Suppose you have a linear regression model $Y = \beta_0 + \beta_1 T + \beta_2 X + \dotsc + \epsilon$ where $Y$ is the weight of livestock, $T \in \{0,1\}$ represents treatment assignment between group A and B or antidote and growth hormone, and $X$ is a control variable such as initial weight.
Objective of a causal inference: getting unbiased, efficient estimate of the marginal effect of a treatment on the outcomes, which is typically measured by $\beta_1$ the coefficient of $T$ in a model for $Y$. Particularly, we want to find evidence if $\beta_1 \neq 0$. It has little to do with $R^2$. Under correct experimental design and model specification, it is possible to have a very large $\beta_1$ but very small $R^2$, which means that there are many other determinants of $Y$ not accounted for remaining in the error term. On the other hand, it is also possible to have a very small $\beta_1$ but very large $R^2$, which means that there are just a few determinants of $Y$ mostly accounted for by $T$ and $X$. A small $R^2$ invalidates neither the experimental design nor the model specification, as long as $\beta_1$ is unbiased.
Benefits of adding more covariates or control variables: smaller standard errors and possible correction for confounding effects in observational studies. By having more predictors, $R^2$ increases while the residual standard error decreases. Because all coefficients' standard errors are proportional to that of the residual, the standard error of the treatment coefficient will be smaller with additional covariates. Holding the point estimate of the treatment coefficient constant, a smaller standard error of the estimate corresponds to a larger $t$ or $z$ statistic and a smaller $p$ value. This means that a causal effect could appear nonsignificant when important covariates are missing but significant when they are included. Adding covariates is necessary if they affect both treatment and outcome. For example, $X$ is the initial weight which of course determines the ending weight $Y$. If hormone use $T$ is more likely among animals with lower $X$, which makes $X$ and $T$ negatively correlated, $\beta_1$ will absorb effects of both $T$ and the portion of $X$ that correlates with $T$ if $X$ is omitted and return a smaller estimate than the unbiased one.

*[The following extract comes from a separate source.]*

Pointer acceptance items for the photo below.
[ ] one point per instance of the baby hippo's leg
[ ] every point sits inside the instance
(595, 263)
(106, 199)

Caveats of adding more covariates: avoiding variables that distort what $\beta_1$ is supposed to measure. Recall that $\beta_1$ should return the marginal effect of $T$ switching from 0 to 1 on $Y$, holding $X$ constant. If $T$ cannot freely switch between 0 to 1 on $Y$ without changes in $X$, then the model is misspecified. This could happen if $X$ is either the cause or effect of $T$. For example, $X$ is a screening procedure, and only those passing the screening will receive any growth hormone, so $X$ is the cause of $T$; if $X$ is the length, which increases along with weight and can be affected by $T$, so both $X$ and $Y$ are the effect of $T$. In the former case, $X$ should be removed from the equation and act as an instrument variable for $T$. See "instrument variable estimator." In the latter case, $X$ should be removed from the equation and analyzed separately under a different topic. These decisions are made based on $\beta_1$ instead of $R^2$. See What variables to include/exclude when estimating causal relationships using regression.
Key assumption of an unbiased treatment effect: $T$ is independent from the error term $\epsilon$. This usually comes from the experimental design instead of any modeling effort if $T$ is assigned randomly, such as randomized, double-blind, controlled trial. However, treatment heterogeneity can be present even under random assignment where functions, polynomials, and interactions of $T$ should be included. If omitted, these terms related to $T$ will be absorbed in $\epsilon$, making $T$ and $\epsilon$ correlated and biasing the effect estimate. When $T$ is binary, interaction terms between $T$ and $X$ may be necessary if the effect of $T$ on $Y$ varies with $X$. For example, if the growth hormone accelerates weight gain among female animals but inhibits growth of male ones, omitting interaction between hormone $T$ and sex $X$ may find $\beta_1$ nearly zero and miss the important discovery that the effect is negative among males and positive among females.
Overall, a good causal inference study requires careful experimental design and correct model specification, which is assessed both by the property of $\beta_1$ and neither by the size of $R^2$.